A couple of minor clarifications:

The "general" key should be the "generic" key.
PAC* and AUT* are families of instructions, rather than specific instructions. For example, GCC uses PACIASP and AUTIASP for authenticating the return address.

Another thing that may be worth noting is that the instructions used by GCC are treated as NOPs by existing CPUs. Libraries and applications using those instructions will function on existing hardware (albeit without authentication). At some point, distributions might consider building with authentication unconditionally

ARM pointer authentication

Posted Apr 6, 2017 13:03 UTC (Thu) by patrick_g (subscriber, #44470) [Link]

Do you know how this new "ARM Pointer Authentication" compare to Grsecurity RAP ?

ARM pointer authentication

Posted Apr 7, 2017 6:35 UTC (Fri) by yootis (subscriber, #4762) [Link]

Right now there are 24 spare bits on addresses, but presumably that number will shrink over time as processors need to address more physical memory. x86-64 uses 48 bits in virtual addresses, and presumably ARM64 will eventually follow.

Also, is there any estimate of the performance impact of adding this protection?

ARM pointer authentication

Posted Apr 7, 2017 13:27 UTC (Fri) by alonz (subscriber, #815) [Link]

As the encryption/decryption primitives are implemented in hardware as part of the CPU, I would estimate that the PACIASP instruction would often add just a single cycle to the function prologue - its true latency can be pipelined.
The AUTIASP instruction, on the other hand, must fully complete before returning from a protected function; per the published paper on the QARMA cipher used by this mechanism, the core may for synthesized at anything between 1 cycle per operation up to 16. Assuming the 16-cycle version is chosen (to allow for high frequencies), I would guess the AUTIASP will add around this number of cycles to the function epilogue.
Overall - I would estimate the performance costs to be on par (or better) with all existing schemes.
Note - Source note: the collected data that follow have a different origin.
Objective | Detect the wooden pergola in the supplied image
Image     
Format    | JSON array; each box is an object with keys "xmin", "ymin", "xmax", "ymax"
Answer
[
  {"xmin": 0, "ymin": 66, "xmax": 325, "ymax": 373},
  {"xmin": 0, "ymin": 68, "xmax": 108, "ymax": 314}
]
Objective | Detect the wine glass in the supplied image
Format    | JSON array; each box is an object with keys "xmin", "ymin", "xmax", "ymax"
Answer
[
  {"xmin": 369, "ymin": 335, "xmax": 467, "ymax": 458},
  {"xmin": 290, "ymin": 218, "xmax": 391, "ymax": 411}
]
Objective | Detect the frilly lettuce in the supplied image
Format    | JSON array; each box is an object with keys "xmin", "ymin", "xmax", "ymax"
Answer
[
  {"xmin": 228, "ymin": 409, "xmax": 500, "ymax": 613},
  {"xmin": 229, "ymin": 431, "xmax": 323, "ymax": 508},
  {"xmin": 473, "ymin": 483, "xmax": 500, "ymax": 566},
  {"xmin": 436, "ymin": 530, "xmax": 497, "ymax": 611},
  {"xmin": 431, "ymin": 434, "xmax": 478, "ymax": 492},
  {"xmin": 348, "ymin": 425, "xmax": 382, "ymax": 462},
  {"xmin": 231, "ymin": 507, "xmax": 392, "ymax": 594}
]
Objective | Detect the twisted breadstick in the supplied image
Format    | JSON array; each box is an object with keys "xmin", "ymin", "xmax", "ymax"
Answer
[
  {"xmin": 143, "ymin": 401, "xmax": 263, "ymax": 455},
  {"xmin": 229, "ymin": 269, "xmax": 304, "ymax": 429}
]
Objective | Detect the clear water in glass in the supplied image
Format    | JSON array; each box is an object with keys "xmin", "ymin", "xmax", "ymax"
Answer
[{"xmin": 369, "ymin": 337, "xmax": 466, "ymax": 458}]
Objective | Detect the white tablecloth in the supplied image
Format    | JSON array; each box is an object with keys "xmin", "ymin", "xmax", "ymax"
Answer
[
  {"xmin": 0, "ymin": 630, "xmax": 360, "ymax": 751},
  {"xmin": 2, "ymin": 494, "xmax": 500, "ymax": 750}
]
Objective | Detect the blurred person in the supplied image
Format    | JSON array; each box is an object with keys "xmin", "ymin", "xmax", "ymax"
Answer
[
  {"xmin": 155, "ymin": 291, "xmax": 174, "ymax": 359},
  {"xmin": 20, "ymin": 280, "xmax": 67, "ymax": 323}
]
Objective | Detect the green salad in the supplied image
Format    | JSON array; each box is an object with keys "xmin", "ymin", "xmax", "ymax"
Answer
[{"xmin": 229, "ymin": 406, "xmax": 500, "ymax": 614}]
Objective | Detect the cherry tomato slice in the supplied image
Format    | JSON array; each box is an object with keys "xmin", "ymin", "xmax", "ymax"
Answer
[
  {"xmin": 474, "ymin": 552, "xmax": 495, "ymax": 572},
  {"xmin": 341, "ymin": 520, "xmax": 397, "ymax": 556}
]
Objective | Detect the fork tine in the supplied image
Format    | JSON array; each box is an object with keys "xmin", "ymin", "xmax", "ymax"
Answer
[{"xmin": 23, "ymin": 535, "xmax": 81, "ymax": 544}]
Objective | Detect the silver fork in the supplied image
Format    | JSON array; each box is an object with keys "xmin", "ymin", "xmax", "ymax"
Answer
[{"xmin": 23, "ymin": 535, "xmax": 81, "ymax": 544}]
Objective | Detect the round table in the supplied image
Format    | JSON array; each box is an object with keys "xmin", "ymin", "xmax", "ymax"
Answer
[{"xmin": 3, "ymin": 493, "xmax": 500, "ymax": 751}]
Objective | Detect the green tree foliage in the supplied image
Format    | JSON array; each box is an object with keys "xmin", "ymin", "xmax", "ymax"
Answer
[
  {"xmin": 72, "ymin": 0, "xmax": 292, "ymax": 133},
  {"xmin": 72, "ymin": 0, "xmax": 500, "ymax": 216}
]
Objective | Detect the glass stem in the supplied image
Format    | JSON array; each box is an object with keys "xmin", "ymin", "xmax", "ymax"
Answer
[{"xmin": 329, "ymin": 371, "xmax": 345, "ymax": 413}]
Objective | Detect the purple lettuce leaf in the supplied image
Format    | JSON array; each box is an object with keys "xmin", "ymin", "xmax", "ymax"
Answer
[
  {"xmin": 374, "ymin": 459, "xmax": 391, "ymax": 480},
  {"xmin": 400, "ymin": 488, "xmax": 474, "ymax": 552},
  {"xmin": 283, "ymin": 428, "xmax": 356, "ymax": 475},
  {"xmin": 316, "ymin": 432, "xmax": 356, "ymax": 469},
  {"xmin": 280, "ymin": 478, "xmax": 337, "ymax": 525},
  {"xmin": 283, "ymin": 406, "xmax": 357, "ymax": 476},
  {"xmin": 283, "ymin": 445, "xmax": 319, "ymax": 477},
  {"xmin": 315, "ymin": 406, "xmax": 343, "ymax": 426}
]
Regarding the tag size - Qualcomm's paper discusses this quite comprehensively. 24-bit tags are currently "best case" for userspace; some systems will have to give up some bits (e.g. if they use tagged pointers, or if they use a larger virtual size) so the worst-case is just a measly 3-bit tag. On the other hand, more sensitive environments can choose to restrict their virtual address space to (e.g.) 32 bits, and thus have up to 31-bit tags.

ARM pointer authentication

Posted Apr 9, 2017 11:37 UTC (Sun) by anton (subscriber, #25547) [Link]

Function returns are typically predicted very well by a branch prediction using a CPU-internal return stack, so any latency added by the AUT instruction just increases the time until the prediction is verified; on a modern out-of-order implementation that should not be noticable.

Concerning the number of bits, I wonder if such instructions could not use all bits in the pointer, producing a kind of encrypted pointer with PAC, and decrypting it with AUT. That would then also work if all 64 bits are used for pointers; admittedly, in that case you don't notice that the pointer is fishy when decrypting it, and there is a small chance of it hitting mapped memory, but even then the result is unlikely to be something that the attacker can exploit.

ARM pointer authentication

Posted Apr 13, 2017 7:50 UTC (Thu) by Mity (guest, #85011) [Link]

"Whenever a process is created, the kernel will generate a random key and store it in that process's context."

So, if I understand it correctly, values created by PAC before fork(2) cannot be authenticated by AUT in the child process. Right?

ARM pointer authentication

Posted Apr 13, 2017 14:32 UTC (Thu) by corbet (editor, #1) [Link]

My fault, that wasn't expressed quite right. The key is assigned at exec() time, not at process creation. So threads share a key, and parent and child will share a key after fork() until one of them calls exec().